In 1906 my plants came up nicely and grew as in the previous season.
I noticed the disease on some of the plants about the last of May so I began removing the affected parts, also to sprinkle with Bordeaux Mixture with about the same results as the year before. In the fall I harvested about twelve or fifteen thousand seed.
I might say here that I sprinkled the plants about every two or three weeks. I raised the only seed that was harvested in this vicinity, and most all the large ”seng” was dried and sold out of their gardens.
Early in 1907 I secured a compressed air sprayer, for I had come to the conclusion that spraying would be lots better than sprinkling. On the appearance of the first plants in the spring I began spraying and sprayed every week or ten days until about the first of September.

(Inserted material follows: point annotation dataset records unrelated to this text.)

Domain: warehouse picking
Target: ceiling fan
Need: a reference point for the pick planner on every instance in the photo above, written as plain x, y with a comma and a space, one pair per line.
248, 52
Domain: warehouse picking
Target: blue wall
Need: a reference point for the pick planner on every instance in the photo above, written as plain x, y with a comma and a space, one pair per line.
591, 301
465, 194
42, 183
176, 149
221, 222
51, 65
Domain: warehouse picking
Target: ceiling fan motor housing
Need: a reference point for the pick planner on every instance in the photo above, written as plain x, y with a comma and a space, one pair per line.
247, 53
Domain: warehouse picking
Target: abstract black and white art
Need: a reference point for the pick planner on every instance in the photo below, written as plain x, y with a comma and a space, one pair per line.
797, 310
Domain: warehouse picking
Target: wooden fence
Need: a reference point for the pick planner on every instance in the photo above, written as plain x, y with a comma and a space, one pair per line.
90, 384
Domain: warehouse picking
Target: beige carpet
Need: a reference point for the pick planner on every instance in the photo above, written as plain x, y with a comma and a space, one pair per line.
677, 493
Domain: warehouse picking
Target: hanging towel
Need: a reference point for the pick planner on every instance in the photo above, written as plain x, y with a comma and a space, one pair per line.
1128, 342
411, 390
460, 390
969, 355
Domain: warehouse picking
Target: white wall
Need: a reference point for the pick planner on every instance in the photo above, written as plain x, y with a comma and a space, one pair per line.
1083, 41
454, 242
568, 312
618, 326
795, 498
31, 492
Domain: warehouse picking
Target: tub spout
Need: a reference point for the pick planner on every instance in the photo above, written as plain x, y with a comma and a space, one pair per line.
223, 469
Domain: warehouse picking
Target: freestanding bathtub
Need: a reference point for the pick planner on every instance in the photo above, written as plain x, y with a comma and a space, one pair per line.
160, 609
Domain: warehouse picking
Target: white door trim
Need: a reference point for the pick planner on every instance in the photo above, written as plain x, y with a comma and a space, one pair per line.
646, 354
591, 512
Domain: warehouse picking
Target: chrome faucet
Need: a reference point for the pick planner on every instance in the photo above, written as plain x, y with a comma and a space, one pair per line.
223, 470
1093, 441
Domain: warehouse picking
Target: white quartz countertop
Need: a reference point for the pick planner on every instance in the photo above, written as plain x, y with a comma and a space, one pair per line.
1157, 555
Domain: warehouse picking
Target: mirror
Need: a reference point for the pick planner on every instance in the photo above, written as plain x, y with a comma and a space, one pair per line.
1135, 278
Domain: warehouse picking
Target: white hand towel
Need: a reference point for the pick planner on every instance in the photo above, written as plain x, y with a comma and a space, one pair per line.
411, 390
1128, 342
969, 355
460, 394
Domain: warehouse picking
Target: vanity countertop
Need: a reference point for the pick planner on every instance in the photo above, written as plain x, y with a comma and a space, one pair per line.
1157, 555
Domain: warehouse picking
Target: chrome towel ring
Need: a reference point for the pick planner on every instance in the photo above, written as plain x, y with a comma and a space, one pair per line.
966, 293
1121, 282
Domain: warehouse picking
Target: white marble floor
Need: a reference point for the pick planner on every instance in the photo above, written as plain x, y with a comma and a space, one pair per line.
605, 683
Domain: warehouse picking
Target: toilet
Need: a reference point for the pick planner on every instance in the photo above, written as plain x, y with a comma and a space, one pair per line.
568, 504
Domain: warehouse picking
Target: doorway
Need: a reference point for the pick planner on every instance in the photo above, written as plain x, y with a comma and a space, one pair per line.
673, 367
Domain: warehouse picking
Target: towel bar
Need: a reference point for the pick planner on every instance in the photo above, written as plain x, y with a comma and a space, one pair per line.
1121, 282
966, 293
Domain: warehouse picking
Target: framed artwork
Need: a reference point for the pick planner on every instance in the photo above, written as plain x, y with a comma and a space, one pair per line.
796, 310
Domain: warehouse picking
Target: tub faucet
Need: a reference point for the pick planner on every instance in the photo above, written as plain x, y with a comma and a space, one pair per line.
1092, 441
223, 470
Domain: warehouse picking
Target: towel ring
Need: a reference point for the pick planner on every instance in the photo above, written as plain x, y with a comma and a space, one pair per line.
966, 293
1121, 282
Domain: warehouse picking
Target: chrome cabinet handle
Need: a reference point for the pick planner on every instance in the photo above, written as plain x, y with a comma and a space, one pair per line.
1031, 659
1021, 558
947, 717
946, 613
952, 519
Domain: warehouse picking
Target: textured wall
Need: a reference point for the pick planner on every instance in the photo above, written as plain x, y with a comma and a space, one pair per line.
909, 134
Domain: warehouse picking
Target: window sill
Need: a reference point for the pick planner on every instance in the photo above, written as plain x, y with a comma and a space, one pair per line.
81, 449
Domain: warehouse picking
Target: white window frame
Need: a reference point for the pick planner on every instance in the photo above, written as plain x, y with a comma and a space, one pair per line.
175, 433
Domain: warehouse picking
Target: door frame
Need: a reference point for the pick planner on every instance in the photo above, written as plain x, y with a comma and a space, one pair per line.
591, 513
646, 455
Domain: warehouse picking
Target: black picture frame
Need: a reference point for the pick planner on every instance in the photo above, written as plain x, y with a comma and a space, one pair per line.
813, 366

I saved the life of most of my plants.
For an experiment I left about five feet of one bed of two-year-old plants unsprayed. It grew nicely until about the 10th of June, then the disease struck it, and in about two or three weeks it was about all dead, while the remainder that was sprayed lived thru till frost, and many of them bore seed. I harvested about 20,000 seed in the fall.
I believe if I had not persisted in the spraying I would not have harvested one fully matured seed, for none of my neighbors secured any. In September, 1906, I dug one bed of large roots thinly set on a bed 4x16 feet which netted me $8.49.
In September, 1907, I dug a bed 4x20 feet which netted me $19.31.
This is my experience. Of course I have omitted method of preparing beds, shade, etc.